Last Thursday's 'Shooting Star' candle failed to turn the markets down, with futures levels currently suggesting cash trading around 1118/19, it would appear that this signal is a fail. Unless today's likely stronger opening turns round to produce a weak losing close, then the focus is likely to switch back towards the 1130/32 key resistance area from June and early August.

The chart below shows the patterns which I think are likely to have the greatest influence on the market going forward. I believe the market may be preparing for a breakout higher, I have listed below my reasons for this below. However, as long as the 1130/32 continues to offer strong resistance, and until we see a clear and sustained break over this level, the risk of further consolidation or a move lower remains a possibility.   
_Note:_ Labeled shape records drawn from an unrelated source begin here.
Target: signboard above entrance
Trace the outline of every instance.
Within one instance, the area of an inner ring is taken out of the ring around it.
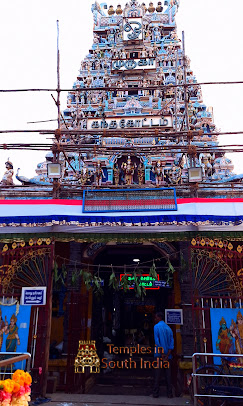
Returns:
[[[84,190],[83,213],[177,210],[172,188]]]
[[[166,324],[183,324],[182,309],[165,309]]]
[[[158,128],[172,127],[171,116],[129,116],[124,118],[96,118],[95,120],[88,119],[87,130],[93,129],[108,129],[117,130],[120,128]]]
[[[120,281],[122,280],[122,277],[124,276],[124,273],[120,274]],[[130,289],[134,289],[134,276],[131,274],[127,274],[128,276],[128,283],[130,284]],[[158,290],[159,286],[154,286],[154,282],[160,282],[159,281],[159,275],[157,275],[157,280],[155,278],[152,278],[152,276],[150,276],[147,273],[144,273],[142,275],[137,275],[139,278],[139,286],[144,287],[145,289],[153,289],[153,290]],[[162,282],[162,281],[161,281]]]
[[[117,59],[112,61],[112,70],[156,69],[155,58]]]
[[[21,305],[44,306],[46,304],[46,287],[22,288]]]

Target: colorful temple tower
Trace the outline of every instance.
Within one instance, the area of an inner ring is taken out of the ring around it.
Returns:
[[[202,185],[234,180],[176,32],[179,3],[147,8],[132,0],[107,12],[92,5],[93,45],[62,116],[63,184],[176,187],[188,184],[190,168],[199,169]],[[51,184],[53,154],[46,158],[35,178],[17,179]]]

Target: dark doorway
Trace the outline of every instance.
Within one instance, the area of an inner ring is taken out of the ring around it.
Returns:
[[[171,305],[172,287],[146,289],[146,295],[138,297],[133,289],[124,293],[114,291],[108,285],[112,270],[118,279],[124,272],[132,275],[135,269],[137,274],[146,275],[153,261],[157,264],[159,279],[165,280],[166,257],[153,244],[107,245],[94,261],[95,265],[100,265],[99,275],[104,280],[104,295],[93,296],[91,336],[96,340],[98,355],[108,365],[111,361],[112,366],[130,359],[136,368],[104,368],[103,363],[104,369],[96,377],[90,393],[146,395],[151,390],[153,370],[144,369],[141,358],[148,363],[154,360],[154,315]],[[129,349],[138,346],[145,348],[145,354],[135,353],[130,357]],[[125,350],[114,354],[113,347],[117,347],[118,352],[121,348]]]

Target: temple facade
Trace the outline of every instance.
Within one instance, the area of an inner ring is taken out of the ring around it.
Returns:
[[[218,148],[213,109],[203,103],[177,35],[178,8],[177,0],[148,8],[130,1],[107,11],[93,4],[93,45],[62,115],[68,134],[60,139],[61,183],[177,186],[188,183],[192,167],[200,168],[202,182],[234,181],[232,162]],[[46,159],[35,178],[17,179],[51,184],[53,154]]]

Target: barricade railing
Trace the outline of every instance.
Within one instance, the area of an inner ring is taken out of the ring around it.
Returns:
[[[201,367],[205,367],[205,369],[208,368],[210,370],[210,367],[212,367],[212,366],[214,366],[216,368],[219,368],[219,369],[223,368],[223,364],[222,365],[209,364],[207,362],[208,357],[222,358],[224,361],[226,361],[228,363],[228,366],[229,366],[229,360],[227,358],[229,358],[231,360],[235,359],[235,358],[237,358],[237,359],[238,358],[243,358],[243,354],[214,354],[214,353],[200,353],[200,352],[196,352],[196,353],[193,354],[193,356],[192,356],[192,369],[193,369],[192,383],[193,383],[194,406],[198,405],[197,400],[198,400],[199,397],[200,398],[203,398],[203,397],[205,397],[205,398],[225,398],[225,399],[226,398],[231,398],[231,399],[242,399],[243,400],[243,389],[242,389],[242,395],[234,395],[233,393],[229,394],[229,395],[220,394],[220,393],[204,393],[204,394],[198,393],[198,390],[197,390],[198,387],[199,387],[199,385],[198,385],[198,377],[200,377],[200,376],[201,377],[214,377],[214,378],[223,377],[223,378],[241,378],[241,379],[243,379],[243,374],[242,375],[224,374],[223,370],[222,370],[222,373],[219,373],[219,374],[218,373],[217,374],[197,373],[197,370],[199,369],[198,366],[197,366],[197,358],[198,357],[200,357],[200,358],[205,357],[206,362],[205,362],[204,365],[202,364]],[[242,365],[242,367],[243,367],[243,365]],[[229,385],[229,387],[231,387],[231,384]],[[225,387],[222,386],[222,390],[223,390],[223,388],[225,388]]]
[[[20,362],[18,369],[30,371],[31,354],[29,352],[1,352],[0,353],[0,379],[10,378]]]

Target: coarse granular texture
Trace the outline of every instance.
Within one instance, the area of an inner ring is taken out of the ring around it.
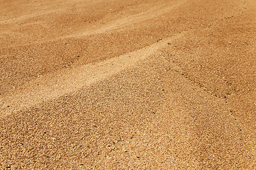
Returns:
[[[0,4],[0,169],[256,169],[254,0]]]

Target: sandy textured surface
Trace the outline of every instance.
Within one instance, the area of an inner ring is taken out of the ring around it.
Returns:
[[[255,0],[0,0],[0,169],[256,169]]]

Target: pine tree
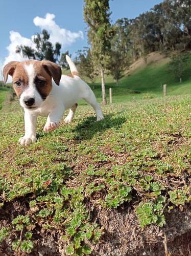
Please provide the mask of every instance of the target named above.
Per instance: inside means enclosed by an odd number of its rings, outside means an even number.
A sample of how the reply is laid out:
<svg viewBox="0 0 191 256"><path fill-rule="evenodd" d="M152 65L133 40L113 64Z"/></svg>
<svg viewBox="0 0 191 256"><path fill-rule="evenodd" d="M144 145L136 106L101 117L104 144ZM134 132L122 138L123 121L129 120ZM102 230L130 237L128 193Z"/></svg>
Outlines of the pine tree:
<svg viewBox="0 0 191 256"><path fill-rule="evenodd" d="M84 17L88 26L87 36L91 46L94 67L102 78L103 103L107 104L104 72L111 49L113 30L110 23L109 0L84 0Z"/></svg>
<svg viewBox="0 0 191 256"><path fill-rule="evenodd" d="M56 42L55 48L54 49L53 44L49 41L49 38L50 34L48 32L43 29L42 34L38 33L34 37L33 42L35 45L35 49L20 45L17 47L16 52L22 52L23 56L27 57L29 59L38 60L46 59L55 62L58 60L58 56L60 54L61 45ZM56 58L54 55L56 55Z"/></svg>

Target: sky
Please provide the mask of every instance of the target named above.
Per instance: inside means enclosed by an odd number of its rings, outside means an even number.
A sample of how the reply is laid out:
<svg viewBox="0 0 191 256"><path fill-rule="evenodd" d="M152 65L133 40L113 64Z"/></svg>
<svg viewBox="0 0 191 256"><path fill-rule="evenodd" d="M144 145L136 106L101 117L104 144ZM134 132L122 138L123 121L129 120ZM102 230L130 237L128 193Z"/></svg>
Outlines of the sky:
<svg viewBox="0 0 191 256"><path fill-rule="evenodd" d="M110 0L111 23L135 18L162 1ZM83 4L83 0L0 0L0 80L6 64L25 60L16 53L17 46L33 47L33 36L43 29L47 30L53 44L62 44L61 52L68 50L72 58L88 46ZM9 77L8 82L11 81Z"/></svg>

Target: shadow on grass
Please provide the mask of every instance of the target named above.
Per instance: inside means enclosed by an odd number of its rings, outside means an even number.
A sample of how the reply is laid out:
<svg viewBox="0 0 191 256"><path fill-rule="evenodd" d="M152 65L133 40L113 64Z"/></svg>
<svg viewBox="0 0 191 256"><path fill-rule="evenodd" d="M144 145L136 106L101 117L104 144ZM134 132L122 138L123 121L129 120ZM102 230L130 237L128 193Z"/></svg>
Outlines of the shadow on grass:
<svg viewBox="0 0 191 256"><path fill-rule="evenodd" d="M93 117L87 117L85 120L79 123L73 130L75 138L78 140L89 140L96 134L102 134L108 129L116 131L127 119L124 115L105 115L104 119L96 121Z"/></svg>

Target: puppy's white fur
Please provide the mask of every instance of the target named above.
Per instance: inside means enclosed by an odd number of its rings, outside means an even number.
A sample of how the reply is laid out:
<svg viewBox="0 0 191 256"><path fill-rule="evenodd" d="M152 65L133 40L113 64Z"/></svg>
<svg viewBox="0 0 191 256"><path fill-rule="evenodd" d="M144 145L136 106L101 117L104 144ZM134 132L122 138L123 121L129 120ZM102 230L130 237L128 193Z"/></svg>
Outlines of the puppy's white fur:
<svg viewBox="0 0 191 256"><path fill-rule="evenodd" d="M97 121L103 119L100 105L93 92L78 76L78 70L70 58L67 56L66 59L71 73L74 75L71 76L62 75L60 81L60 86L58 86L58 82L56 84L53 80L52 89L45 100L37 90L35 83L35 77L40 77L42 75L36 72L38 70L36 67L40 65L40 61L32 60L29 62L23 62L24 70L28 77L26 78L26 80L28 81L28 83L27 86L24 87L19 95L20 104L25 110L25 134L19 140L22 145L28 145L36 140L36 124L38 115L47 117L44 131L53 131L60 126L60 121L64 116L65 111L68 109L70 109L69 114L65 118L64 122L71 122L78 105L77 102L81 99L84 99L93 108L97 116ZM20 66L20 63L22 62L19 63ZM8 65L9 64L7 65ZM12 65L9 65L10 66L5 67L4 76L5 77L5 82L8 74L13 76L13 80L14 73L17 65L17 62L13 62ZM19 72L18 75L17 74L17 77L19 76ZM54 77L54 74L52 76ZM55 80L56 80L56 77ZM16 91L17 90L15 88ZM29 108L26 105L25 101L26 99L31 98L34 99L34 102Z"/></svg>

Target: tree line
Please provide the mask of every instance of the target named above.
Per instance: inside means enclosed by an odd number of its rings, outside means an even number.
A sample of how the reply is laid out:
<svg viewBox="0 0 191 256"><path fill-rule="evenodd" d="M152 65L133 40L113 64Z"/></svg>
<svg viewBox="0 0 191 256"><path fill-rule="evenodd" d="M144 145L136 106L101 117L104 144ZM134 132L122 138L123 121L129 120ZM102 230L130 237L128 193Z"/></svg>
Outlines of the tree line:
<svg viewBox="0 0 191 256"><path fill-rule="evenodd" d="M101 76L104 104L107 103L106 73L113 76L117 85L124 69L139 57L147 61L148 54L156 51L167 54L191 50L191 0L164 0L135 18L123 18L113 25L109 0L84 0L84 3L89 48L78 51L75 61L93 86L98 75ZM45 48L51 49L47 53L52 56L50 60L65 67L65 55L68 52L62 54L58 60L61 46L57 43L54 48L49 45L46 32L36 37L37 49L43 49L40 41L46 40ZM28 56L26 50L23 46L18 47L19 51ZM46 59L49 54L45 56ZM39 58L32 51L28 57Z"/></svg>

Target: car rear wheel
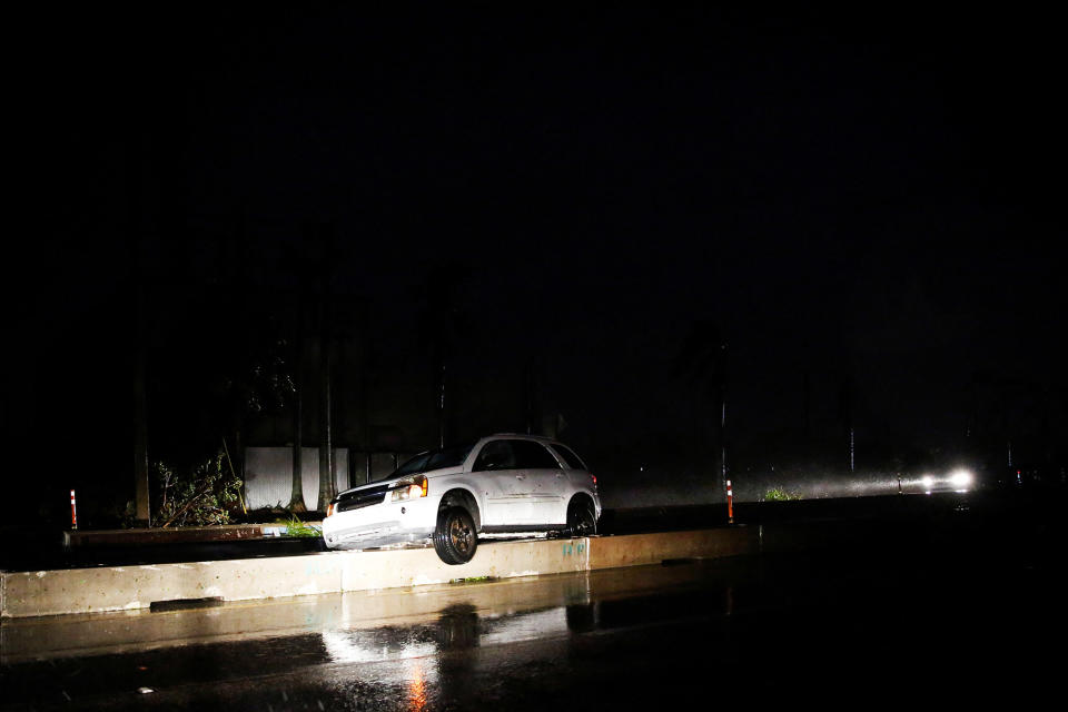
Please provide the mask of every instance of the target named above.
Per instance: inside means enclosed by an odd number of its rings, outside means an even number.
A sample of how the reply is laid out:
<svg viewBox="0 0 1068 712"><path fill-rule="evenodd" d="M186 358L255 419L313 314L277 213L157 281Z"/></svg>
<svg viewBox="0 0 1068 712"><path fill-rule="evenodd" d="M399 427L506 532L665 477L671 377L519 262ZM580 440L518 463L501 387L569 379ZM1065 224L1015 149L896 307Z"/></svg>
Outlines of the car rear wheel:
<svg viewBox="0 0 1068 712"><path fill-rule="evenodd" d="M572 536L592 536L597 533L597 517L593 504L585 500L572 502L567 507L567 531Z"/></svg>
<svg viewBox="0 0 1068 712"><path fill-rule="evenodd" d="M434 551L446 564L466 564L478 548L475 521L463 507L443 510L434 530Z"/></svg>

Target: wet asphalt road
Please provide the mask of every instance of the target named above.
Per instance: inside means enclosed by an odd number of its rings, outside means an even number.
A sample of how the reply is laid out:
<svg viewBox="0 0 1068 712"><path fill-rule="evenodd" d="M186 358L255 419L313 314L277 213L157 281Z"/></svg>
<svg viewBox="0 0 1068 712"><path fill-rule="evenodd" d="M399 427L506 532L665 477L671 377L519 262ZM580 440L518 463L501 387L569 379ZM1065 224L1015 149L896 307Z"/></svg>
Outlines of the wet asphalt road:
<svg viewBox="0 0 1068 712"><path fill-rule="evenodd" d="M1068 632L1059 520L955 506L922 531L867 553L6 623L0 704L1051 704Z"/></svg>

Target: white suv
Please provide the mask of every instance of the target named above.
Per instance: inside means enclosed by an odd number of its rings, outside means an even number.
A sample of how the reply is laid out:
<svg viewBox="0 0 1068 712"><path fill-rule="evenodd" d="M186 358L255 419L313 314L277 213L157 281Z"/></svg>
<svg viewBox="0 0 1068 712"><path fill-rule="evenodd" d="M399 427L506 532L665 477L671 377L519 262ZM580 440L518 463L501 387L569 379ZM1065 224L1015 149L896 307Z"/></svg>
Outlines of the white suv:
<svg viewBox="0 0 1068 712"><path fill-rule="evenodd" d="M416 455L385 479L337 495L323 521L329 548L434 540L446 564L471 561L479 533L595 534L597 478L552 438L501 434Z"/></svg>

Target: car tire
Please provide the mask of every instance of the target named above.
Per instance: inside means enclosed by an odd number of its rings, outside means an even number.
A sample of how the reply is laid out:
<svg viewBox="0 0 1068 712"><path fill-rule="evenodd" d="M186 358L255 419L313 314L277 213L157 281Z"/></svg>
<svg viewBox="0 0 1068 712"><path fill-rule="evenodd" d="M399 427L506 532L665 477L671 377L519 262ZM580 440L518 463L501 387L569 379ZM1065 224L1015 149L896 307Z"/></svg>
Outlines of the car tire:
<svg viewBox="0 0 1068 712"><path fill-rule="evenodd" d="M475 521L463 507L443 510L434 530L434 551L446 564L466 564L478 548Z"/></svg>
<svg viewBox="0 0 1068 712"><path fill-rule="evenodd" d="M567 532L571 536L593 536L597 533L597 516L593 504L576 500L567 507Z"/></svg>

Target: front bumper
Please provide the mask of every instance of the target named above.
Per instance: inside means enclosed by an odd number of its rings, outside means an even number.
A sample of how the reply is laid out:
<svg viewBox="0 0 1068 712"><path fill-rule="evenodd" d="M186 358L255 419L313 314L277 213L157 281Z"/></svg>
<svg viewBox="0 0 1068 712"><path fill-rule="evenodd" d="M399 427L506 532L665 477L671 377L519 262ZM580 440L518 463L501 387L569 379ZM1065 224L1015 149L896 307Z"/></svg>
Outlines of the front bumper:
<svg viewBox="0 0 1068 712"><path fill-rule="evenodd" d="M437 524L437 500L429 497L339 512L323 520L329 548L372 548L427 540Z"/></svg>

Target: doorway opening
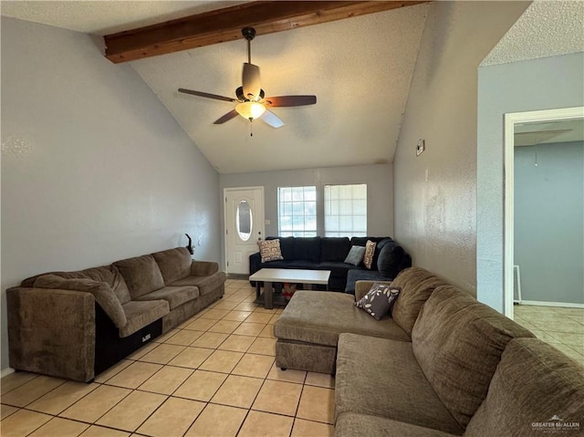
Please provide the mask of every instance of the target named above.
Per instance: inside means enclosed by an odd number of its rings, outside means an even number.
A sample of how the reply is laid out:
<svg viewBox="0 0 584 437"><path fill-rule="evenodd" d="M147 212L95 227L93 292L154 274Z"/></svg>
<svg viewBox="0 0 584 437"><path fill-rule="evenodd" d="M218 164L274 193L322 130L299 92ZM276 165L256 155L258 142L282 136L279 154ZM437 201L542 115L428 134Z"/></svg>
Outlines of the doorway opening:
<svg viewBox="0 0 584 437"><path fill-rule="evenodd" d="M224 189L225 273L249 275L249 255L265 232L264 187Z"/></svg>
<svg viewBox="0 0 584 437"><path fill-rule="evenodd" d="M542 129L541 123L557 121L584 120L584 107L558 109L537 110L508 113L505 116L505 233L504 233L504 280L505 280L505 315L514 317L514 295L516 279L515 272L515 148L531 136L537 136L537 142L542 143L560 138L567 129ZM537 128L536 128L538 126ZM533 127L534 129L530 129ZM548 137L546 139L546 137ZM581 139L580 139L581 140ZM526 145L526 144L523 144ZM537 164L537 161L536 161ZM543 255L543 254L542 254ZM561 256L561 254L548 254L550 256ZM525 283L525 281L524 281ZM525 298L525 290L524 297ZM551 299L550 299L551 300Z"/></svg>

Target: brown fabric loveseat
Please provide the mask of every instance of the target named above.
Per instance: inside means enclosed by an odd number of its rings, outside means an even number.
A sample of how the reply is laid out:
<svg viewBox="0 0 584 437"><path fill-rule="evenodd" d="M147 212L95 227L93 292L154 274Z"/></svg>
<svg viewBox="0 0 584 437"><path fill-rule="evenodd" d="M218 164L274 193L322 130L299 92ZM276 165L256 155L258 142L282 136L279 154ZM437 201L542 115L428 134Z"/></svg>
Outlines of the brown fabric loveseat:
<svg viewBox="0 0 584 437"><path fill-rule="evenodd" d="M10 367L89 381L224 293L217 263L184 247L6 290Z"/></svg>
<svg viewBox="0 0 584 437"><path fill-rule="evenodd" d="M275 324L277 366L336 373L336 437L584 435L584 367L422 268L391 284L391 317L297 292Z"/></svg>

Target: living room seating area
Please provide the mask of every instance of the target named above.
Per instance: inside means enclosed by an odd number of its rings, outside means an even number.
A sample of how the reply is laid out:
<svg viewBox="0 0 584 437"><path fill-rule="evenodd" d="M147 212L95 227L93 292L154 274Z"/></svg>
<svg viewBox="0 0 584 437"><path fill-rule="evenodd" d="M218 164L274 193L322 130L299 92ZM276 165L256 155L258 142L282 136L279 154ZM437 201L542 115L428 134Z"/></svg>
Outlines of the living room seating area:
<svg viewBox="0 0 584 437"><path fill-rule="evenodd" d="M375 237L279 237L268 236L266 241L278 240L281 259L263 261L260 252L249 256L249 274L261 268L297 268L329 270L328 286L323 289L355 293L358 280L391 281L404 268L412 265L412 257L392 238ZM370 264L363 262L367 244L371 245ZM363 251L360 257L348 258L353 247Z"/></svg>
<svg viewBox="0 0 584 437"><path fill-rule="evenodd" d="M355 298L377 286L359 282ZM297 292L275 324L276 366L335 373L336 436L527 436L558 411L579 431L578 362L421 267L388 286L391 317Z"/></svg>
<svg viewBox="0 0 584 437"><path fill-rule="evenodd" d="M26 278L6 291L10 366L92 380L222 297L224 282L184 247Z"/></svg>

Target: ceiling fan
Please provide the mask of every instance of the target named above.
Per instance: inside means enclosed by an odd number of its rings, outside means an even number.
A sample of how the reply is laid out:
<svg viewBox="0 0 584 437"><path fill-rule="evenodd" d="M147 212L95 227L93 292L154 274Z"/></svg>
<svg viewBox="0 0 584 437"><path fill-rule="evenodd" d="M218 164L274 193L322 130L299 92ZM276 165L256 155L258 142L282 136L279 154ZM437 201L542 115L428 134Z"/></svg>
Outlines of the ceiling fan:
<svg viewBox="0 0 584 437"><path fill-rule="evenodd" d="M284 126L284 121L268 108L305 106L317 103L317 96L279 96L265 98L264 90L260 86L259 67L252 64L251 42L256 37L256 29L253 27L245 27L241 33L247 40L247 62L244 63L242 86L235 89L237 99L182 88L179 88L179 92L236 103L235 109L230 110L223 117L217 119L214 124L223 124L237 117L237 114L239 114L250 121L256 119L261 119L273 128L280 128Z"/></svg>

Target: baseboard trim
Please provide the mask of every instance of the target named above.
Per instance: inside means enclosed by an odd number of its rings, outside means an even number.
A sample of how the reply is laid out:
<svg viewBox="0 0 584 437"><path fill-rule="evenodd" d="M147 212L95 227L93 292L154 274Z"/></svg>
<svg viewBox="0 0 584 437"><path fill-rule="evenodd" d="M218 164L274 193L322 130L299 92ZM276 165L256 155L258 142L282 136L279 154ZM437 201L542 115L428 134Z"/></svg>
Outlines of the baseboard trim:
<svg viewBox="0 0 584 437"><path fill-rule="evenodd" d="M568 304L567 302L539 302L538 300L522 300L516 305L536 305L537 307L564 307L566 308L583 308L584 304Z"/></svg>

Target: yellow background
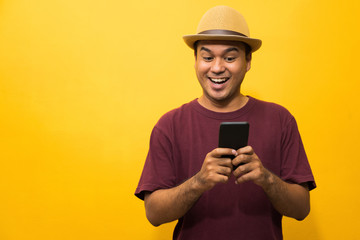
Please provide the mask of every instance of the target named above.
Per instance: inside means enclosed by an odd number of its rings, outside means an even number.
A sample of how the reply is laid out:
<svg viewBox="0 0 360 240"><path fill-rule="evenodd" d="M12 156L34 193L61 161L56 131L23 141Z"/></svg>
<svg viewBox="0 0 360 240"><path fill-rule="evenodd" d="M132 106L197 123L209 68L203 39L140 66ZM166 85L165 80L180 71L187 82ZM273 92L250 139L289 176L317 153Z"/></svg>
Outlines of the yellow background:
<svg viewBox="0 0 360 240"><path fill-rule="evenodd" d="M263 40L243 85L296 117L318 188L285 239L358 239L359 12L342 1L0 1L0 239L170 239L133 196L158 118L201 94L215 5Z"/></svg>

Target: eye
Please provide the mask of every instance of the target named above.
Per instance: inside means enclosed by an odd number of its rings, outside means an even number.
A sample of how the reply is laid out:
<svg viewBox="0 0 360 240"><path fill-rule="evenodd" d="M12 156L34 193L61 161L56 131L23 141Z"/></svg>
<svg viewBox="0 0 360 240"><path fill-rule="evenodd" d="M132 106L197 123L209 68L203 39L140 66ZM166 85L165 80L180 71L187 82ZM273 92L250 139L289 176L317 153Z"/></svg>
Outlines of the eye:
<svg viewBox="0 0 360 240"><path fill-rule="evenodd" d="M235 61L236 57L225 57L224 59L227 62L233 62L233 61Z"/></svg>
<svg viewBox="0 0 360 240"><path fill-rule="evenodd" d="M202 58L204 59L205 62L210 62L214 59L213 57L202 57Z"/></svg>

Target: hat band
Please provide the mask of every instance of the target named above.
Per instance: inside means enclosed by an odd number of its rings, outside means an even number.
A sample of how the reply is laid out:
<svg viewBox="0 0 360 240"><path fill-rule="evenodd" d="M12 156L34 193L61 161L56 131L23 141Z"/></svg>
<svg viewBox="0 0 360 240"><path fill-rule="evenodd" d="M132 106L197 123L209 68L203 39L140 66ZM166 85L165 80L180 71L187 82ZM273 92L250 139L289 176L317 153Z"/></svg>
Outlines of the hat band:
<svg viewBox="0 0 360 240"><path fill-rule="evenodd" d="M242 37L248 37L245 34L231 31L231 30L224 30L224 29L205 30L205 31L199 32L198 34L239 35Z"/></svg>

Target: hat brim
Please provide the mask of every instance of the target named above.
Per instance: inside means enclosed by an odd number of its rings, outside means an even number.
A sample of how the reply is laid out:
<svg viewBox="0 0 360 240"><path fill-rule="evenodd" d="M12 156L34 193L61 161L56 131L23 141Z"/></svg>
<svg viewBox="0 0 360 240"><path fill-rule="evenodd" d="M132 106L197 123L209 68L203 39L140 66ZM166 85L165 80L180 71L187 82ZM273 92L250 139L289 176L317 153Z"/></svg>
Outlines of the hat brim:
<svg viewBox="0 0 360 240"><path fill-rule="evenodd" d="M199 40L224 40L244 42L251 47L251 52L255 52L261 47L262 41L256 38L243 37L239 35L218 35L218 34L194 34L183 36L185 43L194 49L194 43Z"/></svg>

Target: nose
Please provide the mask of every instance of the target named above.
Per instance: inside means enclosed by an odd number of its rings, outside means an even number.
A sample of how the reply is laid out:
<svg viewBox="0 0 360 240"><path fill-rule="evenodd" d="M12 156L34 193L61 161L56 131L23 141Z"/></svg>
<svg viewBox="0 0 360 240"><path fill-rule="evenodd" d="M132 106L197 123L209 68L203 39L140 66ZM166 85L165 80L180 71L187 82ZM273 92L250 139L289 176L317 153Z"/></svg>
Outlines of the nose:
<svg viewBox="0 0 360 240"><path fill-rule="evenodd" d="M215 61L212 62L211 71L216 74L223 73L225 71L225 66L221 58L216 58Z"/></svg>

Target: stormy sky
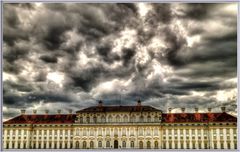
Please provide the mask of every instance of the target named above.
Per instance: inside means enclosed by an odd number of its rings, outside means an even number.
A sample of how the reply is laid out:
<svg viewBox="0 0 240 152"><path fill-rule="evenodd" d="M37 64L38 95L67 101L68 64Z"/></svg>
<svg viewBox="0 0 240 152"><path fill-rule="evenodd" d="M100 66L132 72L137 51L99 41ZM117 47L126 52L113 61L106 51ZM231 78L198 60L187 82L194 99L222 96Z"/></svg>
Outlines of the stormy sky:
<svg viewBox="0 0 240 152"><path fill-rule="evenodd" d="M236 114L237 4L3 4L3 116L97 104Z"/></svg>

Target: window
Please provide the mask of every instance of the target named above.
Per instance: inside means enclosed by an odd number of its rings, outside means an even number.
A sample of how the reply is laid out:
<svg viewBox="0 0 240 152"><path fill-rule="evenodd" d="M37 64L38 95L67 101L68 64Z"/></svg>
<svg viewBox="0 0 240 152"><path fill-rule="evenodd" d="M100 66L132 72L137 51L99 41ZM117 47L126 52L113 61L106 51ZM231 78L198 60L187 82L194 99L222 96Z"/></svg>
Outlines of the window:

Clues as to why a breakout higher may be due soon :

1) The large 'Falling-Wedge' pattern (highlighted above): I covered this many times over the past couple of months, including this posting from the 2nd August (Click here). I am re-posting some work I have done on 'Falling Wedge' patterns below.
 
I have long favoured that we have a Type 2 pattern (as per the above), though I have had doubts, which have led me to question that we may actually have a Type 3.  However the re-test of the breakout, which has held well, does lead me to once again think that this is a Type 2 pattern, which has bullish connotations whereas a Type 3 has a very bearish connotation. - Note: Type 2 patterns usually morph from failed Head + Shoulder pattern, which in its own right is a Bullish pattern.

2) The Higher Low (highlighted in above chart) is another supportive factor.

3) The internal 'Inverted Head + Shoulders' pattern. - I am loathe to actually call this a true 'Inverted Head & Shoulder pattern' as these would normally occur at the end of a sustained trend, however when combined with other signals, these can act as continuation patterns.

4) My own Long-Term trend following system remains in Bullish posture, it failed to produce a sell signal on the May/June sell-off. I posted a blog on this a couple of months ago (can be seen here). This system is not a forward looking system, hence I do not consider it as a trading signal, however it should not be ignored either.

5) 1970's redux. I posted about this in July, the price action since then has actually re-enforced this even further.  Below is an updated chart of the near-term comparisons, note history does not repeat itself, but it does rhyme.  (Click on the Highlighted link at start of this paragraph to see full item for bigger picture).

6) AUDJPY -- This has been one of my main risk barometers over recent months. I have previously highlighted the Symmetrical Triangle on this FX cross. The price appears to be breaking out of the top of the pattern (see chart below), if this is maintained, this would be bullish for the AUDJPY, who's moves have been well correlated with moves with the SP500 over the past couple of years.



Of course, all this will be 'by the by' if the SP500 fails to clear 1130/32, or makes a short-false break. In the meantime, I would not be surprised if selling pressure was to emerge ahead to this key area.